Updated: Feb 7
I was watching an old television show last night. It was a sitcom from the 1980s. One of the characters, Dan, is a New York lawyer who is sarcastic, self-seeking, and often condescending to those who have a different social status than himself. The episode I watched was about meeting his parents from a small parish in Louisiana. The term "country bumpkins" came to mind. Dan was so ashamed of his humble background, he had changed his name and told everyone his parents were dead. He was unhappy with their unannounced arrival at his workplace. The episode ended with Dan telling his parents that he appreciated their support of his dreams. They had sacrificed much of what they had so that their son could go to college. They sold most of their possessions, and they continued to work on their farm that produced nothing for forty years. Dan worked hard to get scholarships and worked other odd jobs while a student. He was now a successful prosecuting attorney.
There were plenty of laughs in this episode (it was an '80s show, after all), but it also had a great point. Although having humble beginnings, Dan's parents' sacrifices allowed him to have more opportunities. Of the Ten Commandments, first found in Exodus 20, the fifth commandment says to honor your mother and father. This does not have to mean that you follow in their footsteps.
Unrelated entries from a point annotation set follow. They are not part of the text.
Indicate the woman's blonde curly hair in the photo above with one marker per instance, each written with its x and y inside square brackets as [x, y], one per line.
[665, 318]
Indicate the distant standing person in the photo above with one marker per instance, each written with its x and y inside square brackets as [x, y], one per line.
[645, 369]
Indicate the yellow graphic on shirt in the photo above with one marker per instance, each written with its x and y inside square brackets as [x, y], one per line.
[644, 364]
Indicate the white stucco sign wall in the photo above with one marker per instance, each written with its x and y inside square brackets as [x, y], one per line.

Not everyone had parents who were model citizens. Not everyone has parents. Everyone can have God be their Father, though. You can honor your parents by honoring God.
12 “Honor your father and your mother, that your days may be long in the land that the Lord your God is giving you.
Exodus 20: 12 (English Standard Version)
12 “Truly, truly, I say to you, whoever believes in me will also do the works that I do; and greater works than these will he do, because I am going to the Father. 13 Whatever you ask in my name, this I will do, that the Father may be glorified in the Son. 14 If you ask me[e] anything in my name, I will do it.